My opinion (and I think there has to be a large element of that) is that the presence, and ultimately identification of the orbital period, of exomoons is going to come from very precise transit photometry.
If a sufficiently large moon orbits a planet, then this will leave its signature in the transit light curve. A "Fourier-type analysis" of the light curve might then reveal a periodic nature to the light curve shape during transit that could be attributed to the orbit of the moon. The requirements here would be a sufficiently large moon that its relative position alters the transit shape. The exoplanet also needs to be in a short period orbit so that you can observe lots of transits.
A related (and better) technique, that in practice would be used simultaneously, would be to look for the signature of a moon using changes in the duration and timing of transits that recur in a periodic way. The exoplanet-exomoon barycentre is what follows a Keplerian orbit; but the area-weighted "centre of opacity" of the system will, in general, not coincide with this barycentre because mass is proportional to $r^3$, while obscuring area is proportional to $r^2$. This will lead to a wobbling of both the time of transit
and the transit duration that may again yield a periodic signal which could be identified with the exomoon period. These methods are discussed extensively by Kipping 2009, who point out that the transit timing and transit duration signatures have different dependencies on the exomoon mass and separation from the exoplanet and thus a careful measurement of both could yield the exomoon mass. i.e. Each method in its own has a degeneracy which means the exomoon mass/period could not be determined, but measured together, the degeneracy is broken.
There is a trade-off here. A wide exoplanet-exomoon separation will give bigger signatures, but of course by Kepler's third law, the orbital period will be longer and so you would likely need a longer dataset of transits to identify any periodicity and pin down the amplitude of these signatures.
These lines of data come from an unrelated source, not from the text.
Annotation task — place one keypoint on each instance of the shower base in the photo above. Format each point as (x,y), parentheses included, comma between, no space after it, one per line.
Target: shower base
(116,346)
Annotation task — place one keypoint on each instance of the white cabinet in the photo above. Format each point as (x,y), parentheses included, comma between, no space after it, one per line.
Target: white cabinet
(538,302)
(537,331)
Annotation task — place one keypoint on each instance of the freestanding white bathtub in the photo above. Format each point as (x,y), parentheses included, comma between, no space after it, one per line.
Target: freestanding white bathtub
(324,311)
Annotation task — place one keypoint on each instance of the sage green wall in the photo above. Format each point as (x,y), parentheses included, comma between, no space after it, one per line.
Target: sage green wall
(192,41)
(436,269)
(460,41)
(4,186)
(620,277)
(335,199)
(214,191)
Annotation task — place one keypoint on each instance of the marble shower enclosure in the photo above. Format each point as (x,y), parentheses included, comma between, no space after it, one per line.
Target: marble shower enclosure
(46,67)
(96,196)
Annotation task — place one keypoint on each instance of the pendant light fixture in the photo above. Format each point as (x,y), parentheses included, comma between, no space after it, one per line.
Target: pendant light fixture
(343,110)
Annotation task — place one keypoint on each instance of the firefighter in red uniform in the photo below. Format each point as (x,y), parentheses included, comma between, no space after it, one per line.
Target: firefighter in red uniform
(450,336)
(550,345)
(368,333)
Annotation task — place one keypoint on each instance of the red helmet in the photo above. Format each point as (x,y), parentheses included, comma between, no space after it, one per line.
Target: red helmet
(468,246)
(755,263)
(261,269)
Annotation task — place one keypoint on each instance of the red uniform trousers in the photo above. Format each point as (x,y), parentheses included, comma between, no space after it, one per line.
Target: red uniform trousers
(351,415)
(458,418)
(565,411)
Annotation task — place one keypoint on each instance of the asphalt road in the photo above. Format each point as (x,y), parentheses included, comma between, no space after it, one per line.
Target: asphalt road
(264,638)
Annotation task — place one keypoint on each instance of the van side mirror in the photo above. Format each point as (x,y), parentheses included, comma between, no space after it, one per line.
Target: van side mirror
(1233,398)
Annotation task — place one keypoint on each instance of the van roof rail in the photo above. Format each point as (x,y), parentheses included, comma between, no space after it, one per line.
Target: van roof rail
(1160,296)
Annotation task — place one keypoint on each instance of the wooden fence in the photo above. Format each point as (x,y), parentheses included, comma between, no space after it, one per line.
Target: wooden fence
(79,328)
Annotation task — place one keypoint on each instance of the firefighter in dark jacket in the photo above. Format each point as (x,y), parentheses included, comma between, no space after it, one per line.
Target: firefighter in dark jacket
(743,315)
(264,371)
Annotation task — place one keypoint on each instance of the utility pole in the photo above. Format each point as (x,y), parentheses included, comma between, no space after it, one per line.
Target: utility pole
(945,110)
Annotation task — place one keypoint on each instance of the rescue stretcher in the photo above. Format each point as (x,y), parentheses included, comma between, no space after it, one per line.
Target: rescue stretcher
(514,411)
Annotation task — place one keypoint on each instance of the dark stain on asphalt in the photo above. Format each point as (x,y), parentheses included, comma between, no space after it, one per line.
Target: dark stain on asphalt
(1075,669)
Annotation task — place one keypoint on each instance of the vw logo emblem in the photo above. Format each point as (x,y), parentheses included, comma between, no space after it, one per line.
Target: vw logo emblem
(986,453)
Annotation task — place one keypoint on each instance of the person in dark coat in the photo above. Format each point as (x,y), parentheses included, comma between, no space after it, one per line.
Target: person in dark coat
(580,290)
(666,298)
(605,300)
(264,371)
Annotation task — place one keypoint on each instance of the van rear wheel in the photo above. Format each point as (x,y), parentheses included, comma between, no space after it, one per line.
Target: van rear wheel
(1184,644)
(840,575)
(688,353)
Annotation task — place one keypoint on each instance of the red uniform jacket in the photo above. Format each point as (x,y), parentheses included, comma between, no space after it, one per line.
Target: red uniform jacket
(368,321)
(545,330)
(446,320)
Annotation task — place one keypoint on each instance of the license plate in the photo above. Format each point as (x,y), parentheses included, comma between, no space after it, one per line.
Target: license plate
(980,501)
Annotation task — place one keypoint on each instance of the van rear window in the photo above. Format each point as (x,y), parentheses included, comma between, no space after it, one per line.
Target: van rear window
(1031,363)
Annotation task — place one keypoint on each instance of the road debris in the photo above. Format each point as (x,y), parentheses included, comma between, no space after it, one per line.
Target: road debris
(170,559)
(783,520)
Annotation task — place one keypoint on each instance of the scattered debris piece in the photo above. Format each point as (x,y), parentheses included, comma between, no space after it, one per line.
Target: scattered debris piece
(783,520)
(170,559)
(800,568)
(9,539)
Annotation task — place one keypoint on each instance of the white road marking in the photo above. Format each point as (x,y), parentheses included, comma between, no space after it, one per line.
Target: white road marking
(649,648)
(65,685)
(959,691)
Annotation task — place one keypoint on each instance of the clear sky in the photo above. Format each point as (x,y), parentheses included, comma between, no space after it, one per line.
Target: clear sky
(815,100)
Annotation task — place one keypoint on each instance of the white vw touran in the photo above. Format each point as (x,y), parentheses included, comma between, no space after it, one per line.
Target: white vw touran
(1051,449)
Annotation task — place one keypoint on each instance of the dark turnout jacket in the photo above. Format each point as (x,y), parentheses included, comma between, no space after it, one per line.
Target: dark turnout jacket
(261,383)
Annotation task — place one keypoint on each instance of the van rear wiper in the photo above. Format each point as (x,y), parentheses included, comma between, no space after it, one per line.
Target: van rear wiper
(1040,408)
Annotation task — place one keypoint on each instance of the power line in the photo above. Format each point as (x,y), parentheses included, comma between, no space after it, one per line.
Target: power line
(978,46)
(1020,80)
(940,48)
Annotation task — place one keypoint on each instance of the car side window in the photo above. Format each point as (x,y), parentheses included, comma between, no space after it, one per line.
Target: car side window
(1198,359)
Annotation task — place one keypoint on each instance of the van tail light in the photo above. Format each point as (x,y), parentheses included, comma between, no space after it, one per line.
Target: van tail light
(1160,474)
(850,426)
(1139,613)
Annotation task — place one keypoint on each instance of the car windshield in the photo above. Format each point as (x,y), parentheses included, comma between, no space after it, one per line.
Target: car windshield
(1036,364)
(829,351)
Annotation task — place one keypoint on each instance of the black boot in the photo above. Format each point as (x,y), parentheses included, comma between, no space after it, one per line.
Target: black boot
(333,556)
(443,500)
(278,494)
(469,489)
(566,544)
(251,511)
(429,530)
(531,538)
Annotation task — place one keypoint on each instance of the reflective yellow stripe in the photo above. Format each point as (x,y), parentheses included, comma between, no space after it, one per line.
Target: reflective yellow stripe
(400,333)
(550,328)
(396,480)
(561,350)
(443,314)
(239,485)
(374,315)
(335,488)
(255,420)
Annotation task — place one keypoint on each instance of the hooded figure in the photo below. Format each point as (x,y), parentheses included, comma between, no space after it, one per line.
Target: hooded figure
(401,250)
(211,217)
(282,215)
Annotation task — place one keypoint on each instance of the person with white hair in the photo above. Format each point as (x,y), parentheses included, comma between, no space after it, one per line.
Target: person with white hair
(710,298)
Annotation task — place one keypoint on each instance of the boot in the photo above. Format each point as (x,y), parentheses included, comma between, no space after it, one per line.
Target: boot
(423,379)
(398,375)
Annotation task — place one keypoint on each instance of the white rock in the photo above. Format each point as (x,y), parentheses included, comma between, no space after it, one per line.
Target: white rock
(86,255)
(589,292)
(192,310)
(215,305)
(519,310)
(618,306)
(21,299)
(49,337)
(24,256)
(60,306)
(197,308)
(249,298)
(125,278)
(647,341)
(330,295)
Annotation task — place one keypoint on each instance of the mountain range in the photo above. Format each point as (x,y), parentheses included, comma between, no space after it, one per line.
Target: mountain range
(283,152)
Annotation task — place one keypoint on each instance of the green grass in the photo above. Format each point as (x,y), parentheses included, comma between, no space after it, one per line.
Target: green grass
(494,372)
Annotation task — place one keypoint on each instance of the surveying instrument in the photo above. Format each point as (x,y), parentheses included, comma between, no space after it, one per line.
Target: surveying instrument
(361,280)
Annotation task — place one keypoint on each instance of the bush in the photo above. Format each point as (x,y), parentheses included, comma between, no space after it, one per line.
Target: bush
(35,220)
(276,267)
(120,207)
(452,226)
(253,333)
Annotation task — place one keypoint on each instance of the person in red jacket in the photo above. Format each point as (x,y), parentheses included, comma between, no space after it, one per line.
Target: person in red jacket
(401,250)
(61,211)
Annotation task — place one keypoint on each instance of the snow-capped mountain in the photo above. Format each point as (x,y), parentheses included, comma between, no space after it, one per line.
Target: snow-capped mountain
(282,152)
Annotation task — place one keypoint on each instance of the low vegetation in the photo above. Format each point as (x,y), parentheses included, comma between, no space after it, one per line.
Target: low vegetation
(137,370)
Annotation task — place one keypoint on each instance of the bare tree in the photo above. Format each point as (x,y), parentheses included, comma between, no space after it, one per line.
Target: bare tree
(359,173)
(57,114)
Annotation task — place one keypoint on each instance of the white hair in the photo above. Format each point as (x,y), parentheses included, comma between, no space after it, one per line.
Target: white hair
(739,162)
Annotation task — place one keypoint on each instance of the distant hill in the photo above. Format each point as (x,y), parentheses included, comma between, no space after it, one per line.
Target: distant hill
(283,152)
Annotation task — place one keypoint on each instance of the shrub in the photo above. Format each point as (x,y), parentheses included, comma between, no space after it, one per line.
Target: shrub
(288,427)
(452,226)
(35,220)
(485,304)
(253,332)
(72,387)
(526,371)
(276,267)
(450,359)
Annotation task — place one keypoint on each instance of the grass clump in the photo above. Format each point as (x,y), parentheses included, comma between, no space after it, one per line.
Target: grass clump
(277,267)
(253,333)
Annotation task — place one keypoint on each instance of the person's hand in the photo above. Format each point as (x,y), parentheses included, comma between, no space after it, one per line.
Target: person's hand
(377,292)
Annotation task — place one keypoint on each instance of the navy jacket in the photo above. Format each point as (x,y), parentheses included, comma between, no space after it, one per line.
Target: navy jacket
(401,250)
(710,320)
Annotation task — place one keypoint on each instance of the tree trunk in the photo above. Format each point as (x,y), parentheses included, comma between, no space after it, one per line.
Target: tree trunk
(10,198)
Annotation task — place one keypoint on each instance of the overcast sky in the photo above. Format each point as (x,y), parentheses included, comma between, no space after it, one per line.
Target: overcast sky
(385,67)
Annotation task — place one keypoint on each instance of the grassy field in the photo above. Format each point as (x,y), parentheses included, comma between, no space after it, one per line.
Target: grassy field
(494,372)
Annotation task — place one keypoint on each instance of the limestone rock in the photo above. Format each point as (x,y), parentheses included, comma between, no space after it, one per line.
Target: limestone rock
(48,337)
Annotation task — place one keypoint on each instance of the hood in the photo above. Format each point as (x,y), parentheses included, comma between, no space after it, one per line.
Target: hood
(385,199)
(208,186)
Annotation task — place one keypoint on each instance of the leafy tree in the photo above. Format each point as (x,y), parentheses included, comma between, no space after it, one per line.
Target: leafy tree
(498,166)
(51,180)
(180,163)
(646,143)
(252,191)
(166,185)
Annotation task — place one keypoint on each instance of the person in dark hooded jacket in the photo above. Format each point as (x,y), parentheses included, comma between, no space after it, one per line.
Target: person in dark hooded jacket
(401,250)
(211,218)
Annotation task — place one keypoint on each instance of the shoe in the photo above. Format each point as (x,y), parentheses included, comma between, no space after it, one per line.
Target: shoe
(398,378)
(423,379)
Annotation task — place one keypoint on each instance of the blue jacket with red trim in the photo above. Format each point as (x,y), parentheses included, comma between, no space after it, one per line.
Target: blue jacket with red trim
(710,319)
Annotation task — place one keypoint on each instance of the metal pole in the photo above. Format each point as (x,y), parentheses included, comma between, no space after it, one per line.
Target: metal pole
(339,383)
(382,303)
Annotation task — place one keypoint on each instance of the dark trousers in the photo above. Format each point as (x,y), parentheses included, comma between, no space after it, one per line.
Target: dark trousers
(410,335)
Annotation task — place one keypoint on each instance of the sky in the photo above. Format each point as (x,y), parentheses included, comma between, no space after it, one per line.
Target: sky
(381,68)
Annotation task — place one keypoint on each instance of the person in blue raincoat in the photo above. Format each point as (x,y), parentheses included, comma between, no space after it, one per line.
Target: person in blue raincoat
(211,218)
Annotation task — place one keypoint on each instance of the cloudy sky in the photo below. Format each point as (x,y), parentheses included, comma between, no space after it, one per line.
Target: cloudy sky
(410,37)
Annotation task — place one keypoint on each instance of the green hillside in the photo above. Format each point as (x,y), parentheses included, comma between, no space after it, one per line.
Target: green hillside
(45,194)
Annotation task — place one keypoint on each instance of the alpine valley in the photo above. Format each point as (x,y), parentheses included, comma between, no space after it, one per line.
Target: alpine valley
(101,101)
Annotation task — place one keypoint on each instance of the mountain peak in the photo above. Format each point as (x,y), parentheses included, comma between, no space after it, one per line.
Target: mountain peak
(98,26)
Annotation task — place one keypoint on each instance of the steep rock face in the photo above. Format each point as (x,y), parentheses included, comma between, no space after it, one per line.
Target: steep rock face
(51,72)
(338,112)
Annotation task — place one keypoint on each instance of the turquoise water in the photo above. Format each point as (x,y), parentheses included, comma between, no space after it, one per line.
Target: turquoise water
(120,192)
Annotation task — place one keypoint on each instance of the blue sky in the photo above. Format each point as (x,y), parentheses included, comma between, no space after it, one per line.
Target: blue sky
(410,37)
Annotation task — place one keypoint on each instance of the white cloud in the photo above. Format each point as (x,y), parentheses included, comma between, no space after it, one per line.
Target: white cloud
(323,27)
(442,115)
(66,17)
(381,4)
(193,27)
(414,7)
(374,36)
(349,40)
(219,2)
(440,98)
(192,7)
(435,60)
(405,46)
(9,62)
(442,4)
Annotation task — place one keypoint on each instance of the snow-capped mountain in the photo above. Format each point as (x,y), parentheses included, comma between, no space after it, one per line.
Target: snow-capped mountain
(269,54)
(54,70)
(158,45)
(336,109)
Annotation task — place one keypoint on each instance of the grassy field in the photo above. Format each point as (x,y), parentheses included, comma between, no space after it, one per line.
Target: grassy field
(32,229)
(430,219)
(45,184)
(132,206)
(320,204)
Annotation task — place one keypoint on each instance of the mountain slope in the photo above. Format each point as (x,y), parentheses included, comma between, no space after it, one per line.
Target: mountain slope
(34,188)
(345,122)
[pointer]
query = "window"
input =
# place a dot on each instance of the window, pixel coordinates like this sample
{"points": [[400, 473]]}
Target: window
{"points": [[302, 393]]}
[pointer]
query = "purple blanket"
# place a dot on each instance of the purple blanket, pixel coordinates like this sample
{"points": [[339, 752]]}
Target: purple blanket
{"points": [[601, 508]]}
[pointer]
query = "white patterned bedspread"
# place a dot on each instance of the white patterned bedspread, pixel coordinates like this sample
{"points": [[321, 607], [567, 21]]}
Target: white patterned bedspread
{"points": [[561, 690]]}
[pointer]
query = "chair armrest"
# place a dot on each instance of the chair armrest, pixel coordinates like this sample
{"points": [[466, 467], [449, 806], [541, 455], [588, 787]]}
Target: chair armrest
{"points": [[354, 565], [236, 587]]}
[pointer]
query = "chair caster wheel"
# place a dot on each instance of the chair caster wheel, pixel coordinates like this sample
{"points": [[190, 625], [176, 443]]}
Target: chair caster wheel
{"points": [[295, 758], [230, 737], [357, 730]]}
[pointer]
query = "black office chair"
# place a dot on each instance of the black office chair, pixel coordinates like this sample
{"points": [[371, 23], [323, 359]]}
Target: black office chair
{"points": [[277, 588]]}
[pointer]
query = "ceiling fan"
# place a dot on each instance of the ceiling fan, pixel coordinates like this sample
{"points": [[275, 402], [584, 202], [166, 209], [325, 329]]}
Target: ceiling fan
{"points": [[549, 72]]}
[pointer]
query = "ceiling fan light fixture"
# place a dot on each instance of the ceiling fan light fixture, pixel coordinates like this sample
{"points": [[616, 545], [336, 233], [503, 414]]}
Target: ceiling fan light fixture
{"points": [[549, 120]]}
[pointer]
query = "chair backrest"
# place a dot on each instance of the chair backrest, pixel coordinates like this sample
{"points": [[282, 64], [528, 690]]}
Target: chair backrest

At this stage, I don't think there is any likelihood of hearing about an exomoon period/mass in the next few years. Exomoon detection by these methods is though a possibility and may already have occurred (see Teachey & Kipping 2018) . Perhaps the PLATO mission, which will produce better light curves than TESS or Kepler, and have long datasets will stand a better chance (and indeed exomoon detection is one of the mission goals - see Rauer et al. 2014).